Spring Cloud Data Flow Server Local

Now that we have a binder up we need an instance of the Spring Cloud Data Flow Server Local running. To stand up an instance download the built binary and run it:

$ wget https://github.com/donovanmuller/spring-cloud-dataflow/releases/download/v1.1.0.APPLICATION-GROUPS-SNAPSHOT/spring-cloud-dataflow-server-local-1.1.0.BUILD-SNAPSHOT.jar
$ java -jar spring-cloud-dataflow-server-local-1.1.0.BUILD-SNAPSHOT.jar \
  --spring.cloud.dataflow.features.application-groups-enabled=true

Note that you have to enable the application group feature (--spring.cloud.dataflow.features.application-groups-enabled=true) as it’s disabled by default. Enabling the application-groups feature also implicitly enables the standalone-application feature.

Deploy all the things!

All the infrastructure bits are now ready so we can deploy our Application Group. Simply issue the following command in the root of the demo application:

$ ./mvnw scdf:deploy
[INFO] Scanning for projects...
[INFO] ------------------------------------------------------------------------
[INFO] Reactor Build Order:
[INFO] 
[INFO] timely-application-group-parent
[INFO] timely-application-group
[INFO]                                                                         
[INFO] ------------------------------------------------------------------------
[INFO] Building timely-application-group-parent 1.0-SNAPSHOT
[INFO] ------------------------------------------------------------------------
...
[INFO] --- spring-cloud-dataflow-maven-plugin:1.1.0.BUILD-SNAPSHOT:deploy (default-cli) @ application-group ---
[INFO] Importing application group: timely-application-group
[INFO] Waiting for application to deploy...
[INFO] Waiting for application to be deployed, currently 'deployed'
[INFO] Application 'timely-application-group' deployed successfully
[INFO] ------------------------------------------------------------------------
[INFO] Reactor Summary:
[INFO] 
[INFO] timely-application-group-parent .................... SUCCESS [  0.848 s]
[INFO] timely-application-group ........................... SUCCESS [ 32.995 s]
[INFO] ------------------------------------------------------------------------
[INFO] BUILD SUCCESS
[INFO] ------------------------------------------------------------------------
...

The plugin will use the default server URI of http://localhost:9393 and invoke the RESTful API of the Data Flow server.

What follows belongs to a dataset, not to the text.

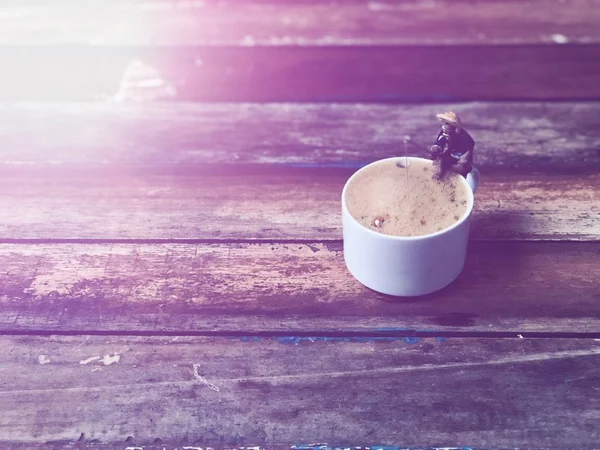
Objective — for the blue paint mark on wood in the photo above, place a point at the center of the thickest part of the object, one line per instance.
(371, 447)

Let’s verify what the plugin did by using the Shell. First download the Shell and run it (also connecting to the default server URI) with:

$ wget https://github.com/donovanmuller/spring-cloud-dataflow/releases/download/v1.1.0.APPLICATION-GROUPS-SNAPSHOT/spring-cloud-dataflow-shell-1.1.0.BUILD-SNAPSHOT.jar
$ java -jar spring-cloud-dataflow-shell-1.1.0.BUILD-SNAPSHOT.jar

first let’s check the apps registered and the Application Group created. The Application Group deployment facilitated the registration of our two apps and created the timely-stream stream definition which was subsequently deployed:

application group deployed

and we can see that the stream is functioning properly by tailing the logs of the Log Sink:

$ tail -fn500 /var/folders/79/c5g_bfkn74d_155b5cpl39q40000gn/T/spring-cloud-dataflow-7009934638099955715/timely-stream-1478597482866/timely-stream.log-sink/stdout_0.log
...  INFO 53320 --- [ kafka-binder-1] log.sink                                 : 11/08/16 11:36:19
...  INFO 53320 --- [ kafka-binder-1] log.sink                                 : 11/08/16 11:36:20
...  INFO 53320 --- [ kafka-binder-1] log.sink                                 : 11/08/16 11:36:21

feel free to let this stream run in the background as we continue…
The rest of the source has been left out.